Abstract Feyaerts & Brône
Humor research and cognitive linguistics: the construal of humorous interaction
Cognitive accounts of figurative language have focussed on the processing of metaphor, metonymy and irony in everyday language use. One broad locus of research that has been largely underfranchised in processing models is verbal humour. Although humour plays a central role in discourse and constitutes a major force of linguistic creativity, the study of inferential reasoning in humour interpretation has only very recently received systematic scrutiny (Coulson 2000; Giora et al. 2004; Attardo 2003; Brne, Feyaerts and Veale (in press)). What motivates this new direction in cognitive linguistic research is the belief that (a) creative language variation (like humour) is guided by the very same cognitive mechanisms that underlie everyday language use, which results in the need for linguistic theories claiming a cognitive orientation to cover these cases of expressivity, and (b) insights from the study of humour can shed light on aspects of cognitive processing that extend beyond the perspective of humour research.
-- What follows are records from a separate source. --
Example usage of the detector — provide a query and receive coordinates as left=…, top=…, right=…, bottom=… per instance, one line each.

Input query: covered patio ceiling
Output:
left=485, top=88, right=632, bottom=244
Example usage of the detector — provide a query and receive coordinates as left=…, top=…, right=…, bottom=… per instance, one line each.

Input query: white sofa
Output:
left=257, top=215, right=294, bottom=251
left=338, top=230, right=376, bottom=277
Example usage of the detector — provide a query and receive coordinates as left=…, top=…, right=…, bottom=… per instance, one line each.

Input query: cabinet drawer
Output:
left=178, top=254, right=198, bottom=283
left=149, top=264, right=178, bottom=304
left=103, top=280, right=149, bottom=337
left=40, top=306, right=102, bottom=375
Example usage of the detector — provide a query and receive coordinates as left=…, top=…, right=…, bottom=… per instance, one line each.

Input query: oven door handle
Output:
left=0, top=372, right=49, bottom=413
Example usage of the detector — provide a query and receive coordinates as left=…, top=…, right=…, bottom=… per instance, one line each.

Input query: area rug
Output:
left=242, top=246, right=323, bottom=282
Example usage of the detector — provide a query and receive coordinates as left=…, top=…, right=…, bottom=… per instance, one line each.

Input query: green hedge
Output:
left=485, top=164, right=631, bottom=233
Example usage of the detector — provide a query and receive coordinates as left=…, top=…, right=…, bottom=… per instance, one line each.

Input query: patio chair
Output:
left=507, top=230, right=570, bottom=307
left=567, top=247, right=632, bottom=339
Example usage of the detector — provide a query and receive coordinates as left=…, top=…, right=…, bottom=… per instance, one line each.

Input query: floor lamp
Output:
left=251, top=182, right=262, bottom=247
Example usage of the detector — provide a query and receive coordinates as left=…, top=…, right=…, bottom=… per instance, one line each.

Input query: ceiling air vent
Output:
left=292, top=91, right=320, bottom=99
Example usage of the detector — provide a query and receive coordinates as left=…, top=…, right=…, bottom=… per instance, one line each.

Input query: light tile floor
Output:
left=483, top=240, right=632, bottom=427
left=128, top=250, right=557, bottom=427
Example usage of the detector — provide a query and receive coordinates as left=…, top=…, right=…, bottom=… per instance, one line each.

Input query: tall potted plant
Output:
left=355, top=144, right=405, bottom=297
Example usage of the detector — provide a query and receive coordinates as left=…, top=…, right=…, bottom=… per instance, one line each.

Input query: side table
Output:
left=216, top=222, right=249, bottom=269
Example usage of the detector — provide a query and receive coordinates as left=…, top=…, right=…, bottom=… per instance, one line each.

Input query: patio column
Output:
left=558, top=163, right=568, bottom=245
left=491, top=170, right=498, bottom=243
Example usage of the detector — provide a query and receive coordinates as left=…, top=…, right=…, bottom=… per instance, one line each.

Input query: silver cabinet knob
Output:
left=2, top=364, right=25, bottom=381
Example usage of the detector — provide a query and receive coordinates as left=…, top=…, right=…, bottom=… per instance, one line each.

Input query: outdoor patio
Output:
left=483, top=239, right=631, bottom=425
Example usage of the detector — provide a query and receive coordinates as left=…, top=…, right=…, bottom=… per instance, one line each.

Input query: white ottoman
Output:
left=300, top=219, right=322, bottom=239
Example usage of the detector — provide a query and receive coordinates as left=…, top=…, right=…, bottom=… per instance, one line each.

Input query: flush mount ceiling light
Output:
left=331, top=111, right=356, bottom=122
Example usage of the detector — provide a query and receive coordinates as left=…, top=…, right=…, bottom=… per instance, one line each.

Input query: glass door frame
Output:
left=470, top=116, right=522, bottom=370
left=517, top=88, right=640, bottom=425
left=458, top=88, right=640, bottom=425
This paper reports on an ongoing research project on the cognitive construal of different types of interactional humour (Brône 2006). On a first, theoretical level, it demonstrates the various ways, in which basic cognitive construal mechanisms are exploited (de-automatised) in order to achieve a humorous effect as discourse unfolds. We will discuss several examples, in which these exploitations operate on different levels of linguistic organisation, including phonetics, lexical semantics, syntax, conceptualisation, but also on a more pragmatic level such as the communicative ground or an utterance’s illocutionary force etc. On a methodological level, second, we advocate the application of a genuinely dynamic and multi-dimensional account of meaning in order to be able to achieve an accurate semantic characterisation of this type of language use. For this purpose, we adopt as a starting point Langacker’s extension of Cognitive Grammar to the so-called current discourse space (CDS) model (2001), in which it is argued how Cognitive Grammar and discourse can be integrated, as a matter of principle.